There’s little doubt Australian dairy farmers are feeling a little demoralised and that’s not good for business. The first symptom displayed by farmers lacking confidence is a stubborn refusal to open their cheque books.
And here we are, hunkered down in survival mode, deaf to our leaders’ calls to invest and grow so that Australia can realise its dream of becoming a vital piece of the Asian food bowl.
With all this in mind, then, take a look at the “farmer-side” launch of the new Dairy Australia campaign, Legendairy.
Ad agency, CumminsRoss is to be congratulated for the stirring execution.
In a media release, DA project leader Isabel MacNeill, says Legendairy is “not just a branding exercise” but a singular rallying point that will help develop pride among dairy people, and increase community appreciation for the industry and demand for its products.
The Legendairy platform will be translated into an initial three-year integrated marketing and communication plan focusing on three core audiences:
• Farmers and farm communities
• Consumers, especially parents of young children
• Societal shapers such as policy makers, authorities and health professionals.

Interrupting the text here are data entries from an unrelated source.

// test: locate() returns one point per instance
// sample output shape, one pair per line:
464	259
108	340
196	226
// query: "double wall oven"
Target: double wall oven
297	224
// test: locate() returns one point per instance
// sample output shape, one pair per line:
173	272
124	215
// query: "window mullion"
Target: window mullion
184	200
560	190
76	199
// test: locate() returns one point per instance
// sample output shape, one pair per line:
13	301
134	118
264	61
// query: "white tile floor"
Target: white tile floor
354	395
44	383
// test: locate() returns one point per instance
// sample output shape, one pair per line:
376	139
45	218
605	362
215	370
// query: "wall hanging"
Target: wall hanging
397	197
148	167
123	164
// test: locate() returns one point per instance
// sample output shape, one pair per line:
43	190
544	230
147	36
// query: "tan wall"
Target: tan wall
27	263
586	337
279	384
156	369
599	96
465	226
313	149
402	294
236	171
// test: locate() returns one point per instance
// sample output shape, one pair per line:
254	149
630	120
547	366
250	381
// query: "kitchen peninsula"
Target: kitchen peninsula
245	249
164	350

According to MacNeill, it’s all about the dairy community telling its own stories about what makes us legendary.
After sleeping on it, I’m guessing Legendairy will polarise farmers. One camp will say, “Yeah, it’s great to get a pat on the back” and the other camp will say “Don’t spend my levy on expensive ads telling me how great I should feel while I’m struggling to pay the bills”.

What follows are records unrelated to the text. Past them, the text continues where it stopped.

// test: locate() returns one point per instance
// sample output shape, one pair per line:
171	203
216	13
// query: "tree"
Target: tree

I must admit I have a foot in each camp. When you’re going through a rough patch, the last thing you want is a pat on the head and this strays dangerously close to that. I’m really looking forward to seeing what comes next.

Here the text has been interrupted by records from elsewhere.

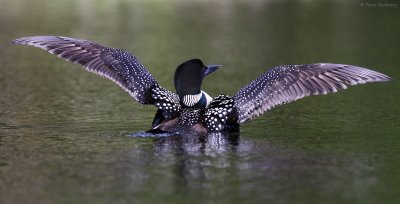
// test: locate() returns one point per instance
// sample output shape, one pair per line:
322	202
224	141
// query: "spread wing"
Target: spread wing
287	83
117	65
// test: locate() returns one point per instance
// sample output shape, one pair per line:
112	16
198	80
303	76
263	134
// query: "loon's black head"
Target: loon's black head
189	75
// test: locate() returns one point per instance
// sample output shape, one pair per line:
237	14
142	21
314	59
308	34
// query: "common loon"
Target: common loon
192	110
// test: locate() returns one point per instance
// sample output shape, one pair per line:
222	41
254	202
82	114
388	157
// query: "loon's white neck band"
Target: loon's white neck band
191	100
208	98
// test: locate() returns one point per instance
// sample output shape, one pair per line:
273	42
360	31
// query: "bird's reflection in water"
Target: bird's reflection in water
215	164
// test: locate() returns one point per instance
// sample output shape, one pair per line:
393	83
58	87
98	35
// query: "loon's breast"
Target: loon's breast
219	115
188	121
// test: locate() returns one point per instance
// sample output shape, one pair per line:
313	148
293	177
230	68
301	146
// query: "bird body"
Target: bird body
192	110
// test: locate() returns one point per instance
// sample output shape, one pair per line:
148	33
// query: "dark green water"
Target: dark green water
64	133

EDIT: As I walked away from the computer after writing this post, one BIG thing occurred to me: What does DA want out of the farmer-side campaign and how will it be measured? Fewer exits from the industry, greater farmer investment? Lower depression rates among farmers? Sadly, no, I suspect not because no mere communications strategy could realistically hold such worthy objectives. Not now, in any case. Perhaps it would be better timed to build confidence when the tide has truly begun to turn.